Amazon is bolstering its cloud-storage services to consumers, on Thursday rolling out two new unlimited packages that let users stow away either just photos or every kind of file.
The Unlimited Photos plan costs $12 a year, and includes an additional 5 gigabytes of storage for videos or other files. The Unlimited Everything plan costs $60 a year and lets customers store as many photos, videos, files, documents, movies and music as they want. Both plans, offered through the Amazon Cloud Drive application, come with free three-month trials.
Amazon already offers the Unlimited Photos plan to Fire tablet and phone owners as well as Prime customers, who pay $99 a year for unlimited two-day shipping and other perks.
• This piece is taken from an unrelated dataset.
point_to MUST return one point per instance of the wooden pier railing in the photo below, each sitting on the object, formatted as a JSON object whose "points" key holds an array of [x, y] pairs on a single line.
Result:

The e-commerce giant is a major player in cloud services for businesses, thanks to its Amazon Web Services division. The unit rents out its data centers' storage, processing power and other tools to companies that don't invest in their own servers. Amazon now appears to be tapping into the huge computing and storage power of its data centers to provide more services for consumers. That move puts it in more direct competition with Apple, Google, Dropbox, Microsoft and many others in offering consumer cloud services. Google in June added unlimited storage to its subscription Drive for Work service, and later with unlimited free storage to its education apps suite. Also, Microsoft in October moved to unlimited cloud storage for its Office 365 subscription customers.
While some other competitors have caps on how much storage can be used or how big certain files can be, Amazon pointed out that customers won't have to count or guess how much storage they'll need across their different devices. Still, those caps keep increasing, so more offerings that come close to or match Amazon's new cloud services may be coming soon.